Introduction to CodelistGenerator

Creating a code list for dementia

For this example we are going to generate a candidate codelist for dementia, only looking for codes in the condition domain. Let’s first load some libraries

Connect to the OMOP CDM vocabularies

CodelistGenerator works with a cdm_reference to the vocabularies tables of the OMOP CDM using the CDMConnector package.

# example with postgres database connection details
db <- DBI::dbConnect(RPostgres::Postgres(),
  dbname = Sys.getenv("server"),
  port = Sys.getenv("port"),
  host = Sys.getenv("host"),
  user = Sys.getenv("user"),
  password = Sys.getenv("password")
)

# create cdm reference
cdm <- CDMConnector::cdm_from_con(
  con = db,
  cdm_schema = Sys.getenv("vocabulary_schema")
)

Check version of the vocabularies

It is important to note that the results from CodelistGenerator will be specific to a particular version of the OMOP CDM vocabularies. We can see the version of the vocabulary being used like so

getVocabVersion(cdm = cdm)
#> [1] "v5.0 13-JUL-21"

A code list from “Dementia” (4182210) and its descendants

The simplest approach to identifying potential codes is to take a high-level code and include all its descendants.

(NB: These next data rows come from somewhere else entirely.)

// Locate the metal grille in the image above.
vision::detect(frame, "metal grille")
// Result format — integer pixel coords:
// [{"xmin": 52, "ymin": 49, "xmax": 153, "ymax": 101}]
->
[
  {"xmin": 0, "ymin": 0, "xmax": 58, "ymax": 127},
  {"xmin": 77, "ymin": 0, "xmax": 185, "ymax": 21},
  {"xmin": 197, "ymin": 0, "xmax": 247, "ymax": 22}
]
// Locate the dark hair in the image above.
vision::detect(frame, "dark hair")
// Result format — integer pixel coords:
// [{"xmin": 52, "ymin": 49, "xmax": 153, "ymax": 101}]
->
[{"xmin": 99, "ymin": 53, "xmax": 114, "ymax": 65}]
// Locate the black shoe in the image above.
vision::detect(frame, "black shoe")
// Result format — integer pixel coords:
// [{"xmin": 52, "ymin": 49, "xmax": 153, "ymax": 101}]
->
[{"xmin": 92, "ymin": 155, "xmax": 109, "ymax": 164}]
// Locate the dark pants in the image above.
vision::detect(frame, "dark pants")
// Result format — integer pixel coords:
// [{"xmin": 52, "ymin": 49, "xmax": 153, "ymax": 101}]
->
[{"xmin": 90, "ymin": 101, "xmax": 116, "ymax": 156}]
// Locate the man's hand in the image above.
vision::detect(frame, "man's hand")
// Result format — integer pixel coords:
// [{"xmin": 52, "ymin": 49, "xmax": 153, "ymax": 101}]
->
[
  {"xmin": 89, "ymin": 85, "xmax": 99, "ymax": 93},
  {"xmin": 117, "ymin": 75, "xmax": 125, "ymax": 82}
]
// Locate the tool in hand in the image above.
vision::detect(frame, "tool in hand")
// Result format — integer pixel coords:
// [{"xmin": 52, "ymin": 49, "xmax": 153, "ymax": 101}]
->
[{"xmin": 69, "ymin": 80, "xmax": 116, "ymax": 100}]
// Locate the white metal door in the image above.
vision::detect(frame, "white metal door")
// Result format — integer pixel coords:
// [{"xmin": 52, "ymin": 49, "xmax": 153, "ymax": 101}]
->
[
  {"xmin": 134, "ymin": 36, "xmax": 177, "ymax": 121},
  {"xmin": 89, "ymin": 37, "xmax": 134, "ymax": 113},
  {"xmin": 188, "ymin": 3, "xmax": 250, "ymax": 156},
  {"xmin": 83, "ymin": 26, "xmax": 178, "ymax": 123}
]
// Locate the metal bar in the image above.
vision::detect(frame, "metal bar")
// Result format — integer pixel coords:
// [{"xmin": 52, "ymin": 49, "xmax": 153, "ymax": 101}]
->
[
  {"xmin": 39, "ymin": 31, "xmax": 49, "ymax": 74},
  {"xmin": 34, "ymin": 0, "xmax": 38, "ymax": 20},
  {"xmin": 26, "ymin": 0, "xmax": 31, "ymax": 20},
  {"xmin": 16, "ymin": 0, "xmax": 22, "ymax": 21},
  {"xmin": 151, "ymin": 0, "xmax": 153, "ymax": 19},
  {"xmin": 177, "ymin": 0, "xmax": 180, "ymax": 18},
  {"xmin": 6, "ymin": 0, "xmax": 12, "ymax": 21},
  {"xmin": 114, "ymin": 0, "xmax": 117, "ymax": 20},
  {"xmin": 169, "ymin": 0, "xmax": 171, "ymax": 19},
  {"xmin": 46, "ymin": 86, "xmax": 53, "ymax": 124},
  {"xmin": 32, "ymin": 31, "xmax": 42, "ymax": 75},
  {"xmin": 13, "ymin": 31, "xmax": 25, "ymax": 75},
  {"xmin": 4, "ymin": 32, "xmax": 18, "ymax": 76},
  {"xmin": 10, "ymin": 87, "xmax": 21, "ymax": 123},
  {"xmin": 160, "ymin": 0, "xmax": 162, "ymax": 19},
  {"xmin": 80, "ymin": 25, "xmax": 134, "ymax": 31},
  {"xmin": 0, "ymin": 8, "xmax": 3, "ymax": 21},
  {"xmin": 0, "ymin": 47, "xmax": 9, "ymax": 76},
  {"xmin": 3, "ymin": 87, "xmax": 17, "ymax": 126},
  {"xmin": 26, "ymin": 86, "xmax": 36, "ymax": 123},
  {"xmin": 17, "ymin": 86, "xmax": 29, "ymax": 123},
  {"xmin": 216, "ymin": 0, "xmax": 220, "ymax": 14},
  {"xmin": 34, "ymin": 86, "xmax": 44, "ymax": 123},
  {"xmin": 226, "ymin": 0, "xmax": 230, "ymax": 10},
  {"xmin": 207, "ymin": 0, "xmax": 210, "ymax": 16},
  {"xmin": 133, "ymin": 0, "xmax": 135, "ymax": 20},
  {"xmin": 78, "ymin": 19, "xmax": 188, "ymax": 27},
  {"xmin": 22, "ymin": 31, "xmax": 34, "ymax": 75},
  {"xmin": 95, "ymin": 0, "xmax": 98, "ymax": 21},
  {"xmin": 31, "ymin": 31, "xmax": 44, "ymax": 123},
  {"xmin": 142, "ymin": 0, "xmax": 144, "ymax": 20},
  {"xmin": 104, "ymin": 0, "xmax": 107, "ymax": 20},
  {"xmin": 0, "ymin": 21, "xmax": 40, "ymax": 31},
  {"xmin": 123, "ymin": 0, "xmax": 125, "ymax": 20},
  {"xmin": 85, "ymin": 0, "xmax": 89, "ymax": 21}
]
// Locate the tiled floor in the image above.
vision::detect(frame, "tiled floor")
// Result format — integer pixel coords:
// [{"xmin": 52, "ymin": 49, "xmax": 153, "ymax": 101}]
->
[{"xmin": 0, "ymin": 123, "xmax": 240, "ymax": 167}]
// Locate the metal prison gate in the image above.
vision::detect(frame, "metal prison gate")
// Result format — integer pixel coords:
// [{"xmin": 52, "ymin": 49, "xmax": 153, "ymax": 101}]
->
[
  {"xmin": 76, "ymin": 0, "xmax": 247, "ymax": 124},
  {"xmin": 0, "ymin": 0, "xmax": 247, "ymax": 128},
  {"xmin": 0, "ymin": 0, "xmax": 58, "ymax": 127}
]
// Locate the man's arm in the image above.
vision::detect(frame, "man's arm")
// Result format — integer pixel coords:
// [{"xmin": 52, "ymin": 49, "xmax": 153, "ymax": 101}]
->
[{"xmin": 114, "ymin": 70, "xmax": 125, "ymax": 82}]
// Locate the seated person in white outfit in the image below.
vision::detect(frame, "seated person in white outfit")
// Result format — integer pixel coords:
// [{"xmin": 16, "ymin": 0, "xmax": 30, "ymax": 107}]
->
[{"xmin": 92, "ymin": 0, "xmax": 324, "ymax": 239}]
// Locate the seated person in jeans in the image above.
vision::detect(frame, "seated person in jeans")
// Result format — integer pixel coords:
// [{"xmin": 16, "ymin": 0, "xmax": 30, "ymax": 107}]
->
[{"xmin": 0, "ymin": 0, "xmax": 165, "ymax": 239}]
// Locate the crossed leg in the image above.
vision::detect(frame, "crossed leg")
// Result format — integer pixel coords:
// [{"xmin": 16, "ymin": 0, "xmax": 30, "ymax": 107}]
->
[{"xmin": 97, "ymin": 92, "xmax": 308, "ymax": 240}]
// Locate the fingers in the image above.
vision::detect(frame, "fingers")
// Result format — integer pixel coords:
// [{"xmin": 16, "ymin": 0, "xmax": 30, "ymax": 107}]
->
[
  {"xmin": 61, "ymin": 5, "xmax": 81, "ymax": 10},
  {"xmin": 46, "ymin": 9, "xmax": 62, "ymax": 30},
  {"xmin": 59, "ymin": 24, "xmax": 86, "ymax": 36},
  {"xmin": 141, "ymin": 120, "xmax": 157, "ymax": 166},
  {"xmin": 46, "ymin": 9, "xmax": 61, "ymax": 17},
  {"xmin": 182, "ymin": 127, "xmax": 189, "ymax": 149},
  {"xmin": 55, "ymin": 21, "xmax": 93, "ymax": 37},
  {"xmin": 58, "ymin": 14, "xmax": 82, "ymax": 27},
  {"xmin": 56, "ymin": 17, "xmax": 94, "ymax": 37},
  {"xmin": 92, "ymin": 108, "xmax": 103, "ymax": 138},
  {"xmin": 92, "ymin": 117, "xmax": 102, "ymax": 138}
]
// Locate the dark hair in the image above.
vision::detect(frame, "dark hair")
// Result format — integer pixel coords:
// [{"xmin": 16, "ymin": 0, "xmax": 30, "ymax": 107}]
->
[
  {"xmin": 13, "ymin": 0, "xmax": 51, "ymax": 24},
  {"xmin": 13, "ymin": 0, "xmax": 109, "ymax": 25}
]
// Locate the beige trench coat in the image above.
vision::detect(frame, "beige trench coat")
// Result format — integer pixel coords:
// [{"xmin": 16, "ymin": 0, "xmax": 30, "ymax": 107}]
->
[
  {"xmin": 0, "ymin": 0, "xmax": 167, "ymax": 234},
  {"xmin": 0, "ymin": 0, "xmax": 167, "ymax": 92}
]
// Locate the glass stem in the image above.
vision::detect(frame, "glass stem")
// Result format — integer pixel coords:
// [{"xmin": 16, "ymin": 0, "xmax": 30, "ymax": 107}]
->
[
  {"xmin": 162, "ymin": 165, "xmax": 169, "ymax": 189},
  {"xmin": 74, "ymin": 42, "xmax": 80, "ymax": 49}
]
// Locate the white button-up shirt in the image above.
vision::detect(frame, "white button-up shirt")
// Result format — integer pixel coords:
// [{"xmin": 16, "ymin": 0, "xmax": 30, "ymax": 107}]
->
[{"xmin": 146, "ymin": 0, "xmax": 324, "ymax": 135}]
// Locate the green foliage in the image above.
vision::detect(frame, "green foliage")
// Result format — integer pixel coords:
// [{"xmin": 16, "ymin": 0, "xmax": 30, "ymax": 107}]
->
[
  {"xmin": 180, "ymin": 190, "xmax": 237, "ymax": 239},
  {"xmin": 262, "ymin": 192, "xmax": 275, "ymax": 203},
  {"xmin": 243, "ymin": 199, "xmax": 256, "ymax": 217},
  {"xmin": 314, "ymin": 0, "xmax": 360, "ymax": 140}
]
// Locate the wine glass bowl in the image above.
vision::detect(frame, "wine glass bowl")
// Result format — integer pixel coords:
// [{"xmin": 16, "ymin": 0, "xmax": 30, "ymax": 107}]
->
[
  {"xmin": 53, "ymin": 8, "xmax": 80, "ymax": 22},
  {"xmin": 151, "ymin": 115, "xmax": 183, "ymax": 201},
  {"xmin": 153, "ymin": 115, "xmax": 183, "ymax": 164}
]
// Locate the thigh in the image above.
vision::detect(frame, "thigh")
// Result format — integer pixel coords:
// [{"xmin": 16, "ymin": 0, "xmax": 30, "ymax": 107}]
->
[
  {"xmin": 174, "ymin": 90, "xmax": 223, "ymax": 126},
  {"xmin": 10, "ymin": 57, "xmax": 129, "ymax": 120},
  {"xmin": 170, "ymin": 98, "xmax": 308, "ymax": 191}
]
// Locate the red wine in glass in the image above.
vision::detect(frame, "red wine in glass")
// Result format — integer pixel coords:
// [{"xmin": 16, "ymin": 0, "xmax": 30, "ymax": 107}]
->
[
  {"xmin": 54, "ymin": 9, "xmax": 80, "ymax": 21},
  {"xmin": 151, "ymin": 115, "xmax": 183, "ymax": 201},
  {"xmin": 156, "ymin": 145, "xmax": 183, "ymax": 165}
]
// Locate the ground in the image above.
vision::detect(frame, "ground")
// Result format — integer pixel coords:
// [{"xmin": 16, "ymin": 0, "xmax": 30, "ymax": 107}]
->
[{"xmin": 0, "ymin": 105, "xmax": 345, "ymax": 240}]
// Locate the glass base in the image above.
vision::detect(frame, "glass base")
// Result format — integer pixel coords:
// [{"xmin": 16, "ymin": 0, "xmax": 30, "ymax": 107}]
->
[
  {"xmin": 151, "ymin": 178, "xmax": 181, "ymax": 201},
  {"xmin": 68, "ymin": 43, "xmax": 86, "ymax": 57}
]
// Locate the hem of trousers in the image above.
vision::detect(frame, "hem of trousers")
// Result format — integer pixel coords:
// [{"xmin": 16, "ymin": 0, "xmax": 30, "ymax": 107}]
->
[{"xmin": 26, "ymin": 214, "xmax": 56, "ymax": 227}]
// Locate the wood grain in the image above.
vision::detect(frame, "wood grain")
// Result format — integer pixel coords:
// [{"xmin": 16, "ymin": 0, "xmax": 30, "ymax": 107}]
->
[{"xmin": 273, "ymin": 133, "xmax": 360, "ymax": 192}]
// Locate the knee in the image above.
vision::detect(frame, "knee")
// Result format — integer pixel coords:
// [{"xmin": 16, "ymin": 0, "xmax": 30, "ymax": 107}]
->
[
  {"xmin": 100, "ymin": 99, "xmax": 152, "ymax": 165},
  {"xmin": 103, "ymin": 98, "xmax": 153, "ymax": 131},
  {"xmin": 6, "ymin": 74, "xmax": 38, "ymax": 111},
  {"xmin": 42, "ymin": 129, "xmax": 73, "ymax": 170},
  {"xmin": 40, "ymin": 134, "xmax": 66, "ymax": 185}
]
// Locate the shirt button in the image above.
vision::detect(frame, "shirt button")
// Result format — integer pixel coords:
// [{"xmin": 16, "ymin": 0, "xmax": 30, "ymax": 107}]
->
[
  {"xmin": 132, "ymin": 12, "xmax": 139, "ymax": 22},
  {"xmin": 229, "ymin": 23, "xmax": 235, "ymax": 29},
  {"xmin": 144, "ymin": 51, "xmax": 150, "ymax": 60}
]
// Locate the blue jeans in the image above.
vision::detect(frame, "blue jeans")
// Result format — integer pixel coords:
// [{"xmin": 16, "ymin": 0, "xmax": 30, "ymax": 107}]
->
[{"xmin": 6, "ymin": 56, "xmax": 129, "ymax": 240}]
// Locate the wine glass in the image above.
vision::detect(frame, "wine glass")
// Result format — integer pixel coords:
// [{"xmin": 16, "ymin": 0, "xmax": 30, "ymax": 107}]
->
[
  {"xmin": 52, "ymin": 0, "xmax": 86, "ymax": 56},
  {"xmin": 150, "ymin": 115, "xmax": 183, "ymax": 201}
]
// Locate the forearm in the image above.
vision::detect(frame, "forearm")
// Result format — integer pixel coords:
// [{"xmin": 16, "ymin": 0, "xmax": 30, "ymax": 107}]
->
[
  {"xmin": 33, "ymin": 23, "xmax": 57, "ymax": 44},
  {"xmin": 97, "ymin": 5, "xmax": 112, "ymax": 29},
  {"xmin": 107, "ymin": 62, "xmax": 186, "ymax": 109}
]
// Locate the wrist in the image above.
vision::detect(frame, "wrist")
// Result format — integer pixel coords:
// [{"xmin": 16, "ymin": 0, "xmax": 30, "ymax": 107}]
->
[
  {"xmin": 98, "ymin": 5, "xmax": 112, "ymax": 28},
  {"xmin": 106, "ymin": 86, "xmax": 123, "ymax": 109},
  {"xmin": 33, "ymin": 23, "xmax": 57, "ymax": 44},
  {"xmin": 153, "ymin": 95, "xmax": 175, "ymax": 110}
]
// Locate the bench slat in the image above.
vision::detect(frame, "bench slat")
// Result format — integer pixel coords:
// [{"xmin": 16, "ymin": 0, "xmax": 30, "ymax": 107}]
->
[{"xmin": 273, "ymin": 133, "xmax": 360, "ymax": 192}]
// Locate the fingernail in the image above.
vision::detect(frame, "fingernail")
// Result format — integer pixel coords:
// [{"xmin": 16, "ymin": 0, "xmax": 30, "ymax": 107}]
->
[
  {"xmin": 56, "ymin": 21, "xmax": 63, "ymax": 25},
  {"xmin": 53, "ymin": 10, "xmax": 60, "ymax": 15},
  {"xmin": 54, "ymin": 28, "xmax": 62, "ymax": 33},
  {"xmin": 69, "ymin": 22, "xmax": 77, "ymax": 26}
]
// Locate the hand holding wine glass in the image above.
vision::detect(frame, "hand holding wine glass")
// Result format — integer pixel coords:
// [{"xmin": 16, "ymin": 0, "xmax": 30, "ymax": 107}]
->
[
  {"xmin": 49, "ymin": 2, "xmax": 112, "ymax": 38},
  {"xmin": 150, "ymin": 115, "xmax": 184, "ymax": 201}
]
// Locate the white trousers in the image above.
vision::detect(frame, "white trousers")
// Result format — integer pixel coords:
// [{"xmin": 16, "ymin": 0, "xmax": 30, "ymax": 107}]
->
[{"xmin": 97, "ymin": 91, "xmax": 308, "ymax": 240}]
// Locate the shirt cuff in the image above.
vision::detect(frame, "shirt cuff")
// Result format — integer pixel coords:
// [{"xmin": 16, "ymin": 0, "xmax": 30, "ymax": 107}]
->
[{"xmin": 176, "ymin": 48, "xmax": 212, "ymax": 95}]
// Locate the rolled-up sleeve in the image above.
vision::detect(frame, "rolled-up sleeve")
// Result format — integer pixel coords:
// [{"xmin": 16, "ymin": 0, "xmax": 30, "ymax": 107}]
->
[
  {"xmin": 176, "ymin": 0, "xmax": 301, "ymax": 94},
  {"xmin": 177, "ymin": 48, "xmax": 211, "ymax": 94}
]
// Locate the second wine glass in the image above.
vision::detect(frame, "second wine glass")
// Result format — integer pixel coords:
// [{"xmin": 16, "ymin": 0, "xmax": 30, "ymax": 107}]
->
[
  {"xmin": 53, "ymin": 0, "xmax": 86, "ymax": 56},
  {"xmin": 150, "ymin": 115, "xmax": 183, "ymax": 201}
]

codesFromDescendants <- tbl(
  db,
  sql(paste0(
    "SELECT * FROM ",
    vocabularyDatabaseSchema,
    ".concept_ancestor"
  ))
) %>%
  filter(ancestor_concept_id == "4182210") %>%
  select("descendant_concept_id") %>%
  rename("concept_id" = "descendant_concept_id") %>%
  left_join(tbl(db, sql(paste0(
    "SELECT * FROM ",
    vocabularyDatabaseSchema,
    ".concept"
  )))) %>%
  select(
    "concept_id", "concept_name",
    "domain_id", "vocabulary_id"
  ) %>%
  collect()
datatable(codesFromDescendants,
  rownames = FALSE,
  options = list(
    pageLength = 10,
    lengthMenu = c(10, 20, 50)
  )
)

This looks to pick up most relevant codes. But, this approach misses codes that are not a descendant of 4182210. For example, codes such as “Wandering due to dementia” (37312577; https://athena.ohdsi.org/search-terms/terms/37312577) and “Anxiety due to dementia” (37312031; https://athena.ohdsi.org/search-terms/terms/37312031) are not picked up.

Generating a candidate code list using CodelistGenerator

To try and include all such terms that could be included we can use CodelistGenerator.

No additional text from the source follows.